The online course comprises a 35 minute interactive training experience, including a mock exam, and a 45 minute test immediately after. A mark of at least 77% will earn you a pass certificate, over 90% and you are awarded a merit and over 97% will yield a pass with distinction. The course claims to be the only such training programme in existence, certificated and backed by industry leading accessibility experts. The bundle we purchased, which includes the course material and an exam, cost a little under £60 per ‘seat’ with test-only costs of £30 including VAT. The course material proved invaluable despite a good amount of real world website accessibility experience, so I would highly recommend the bundle deal.
Having worked through the WCAG 2.0 guidelines a couple of times in the past I assumed it wouldn’t be too difficult to take the test without the accompanying interactive material. I’m very pleased I didn’t attempt that as I almost certainly would have failed as a result.
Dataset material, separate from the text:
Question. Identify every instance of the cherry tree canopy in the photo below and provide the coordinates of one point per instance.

As previously mentioned, I recommend everyone goes through the Flash based presentation thoroughly before taking the test. It turns out the WCAG is only part of the story, and does not in-fact guarantee adherence to the Equality Act 2010 which is something all website operators should be aware of and in compliance with. The exam is focused on a combination of the WCAG, the Equality Act (which makes no reference to the guidelines), the BS8878 code of practice and general questions regarding accessible design and development.
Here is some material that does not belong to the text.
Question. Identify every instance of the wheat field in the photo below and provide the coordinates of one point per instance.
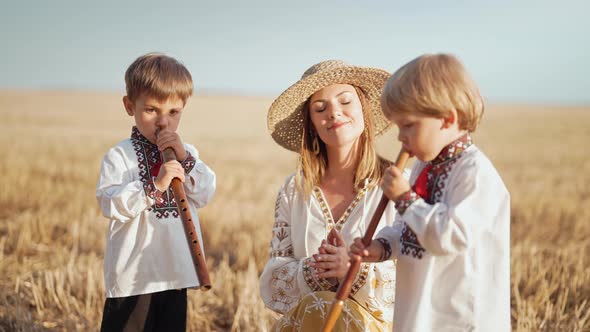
(52, 236)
The point being made here is that accessible websites are not simply the product of consuming and regurgitating the W3C’s guidelines in isolation. To produce a site that everyone can enjoy equally well requires understanding of the different issues people with disabilities could face, a willingness to address any inadequacies on your part and - often most importantly - accepting that this process could increase the cost and time it takes to produce a new website. That said, retrofitting an old inaccessible site with modern coding practices and/or alternative content would almost certainly cost a great deal more. Why do either? Websites that don’t function equally well for people with disabilities through poor design, code or content are breaking the law, and there is plentiful help available from public and private sources to enable users to take legal action against site operators on this basis. I always knew good accessibility was best practice, I did not know it was a codified matter of law - I wonder how widely know that fact is?